Kishore Kumar calls his third marriage with Yogita Bali a “joke”
Kishore Kumar’s words were, “I don’t think she was serious about marriage. She was only obsessed with her mother. She never wanted to live here.”
Did Kishore Kumar ever find happiness in marriage?
“Lena is a very different kind of person. She is also an actress like all of them, but she is very different. She has seen tragedy. She has faced grief. When your husband is shot dead, So you understand the ephemeral quality of everything… I am happy now,” said Kishore Kumar about his fourth wife Leena.
“I was Dadamoni’s brother, and he was a great hero.”
Kishore Kumar, brother of ‘Dadamony’ Ashok Kumar, never wanted to become an actor. Kishore Kumar kept “screaming, screaming” to get out of the clutches of the directors (whom he called “school teachers”). But, at the same time, he kept running from one set to another as he ushered in a new era of stardom after Dilip Kumar.
When Pritish Nandy asked the veteran actor how he got into acting, he said, “I was drawn into it.
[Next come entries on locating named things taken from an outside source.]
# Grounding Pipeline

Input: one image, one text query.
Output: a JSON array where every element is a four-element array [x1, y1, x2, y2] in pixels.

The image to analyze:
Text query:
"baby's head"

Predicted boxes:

I only wanted to sing. Never wanted to act. But somehow, due to strange circumstances, I got into it. Persuaded to act in films.”
“I suppressed my lines, pretended to be mad, shaved my head, acted tough, started shouting in the middle of sad scenes, told Meena Kumari what I should have told Bina Rai in any other film – But they still didn’t let me go. I screamed, screamed, but who cared? They were just intent on making me a star,” Kumar said.
Pritish Nandy had only one word to ask: “Why?”
Kishore Kumar replied in one line, “Because I was Dadamoni’s brother. And he was a great hero.”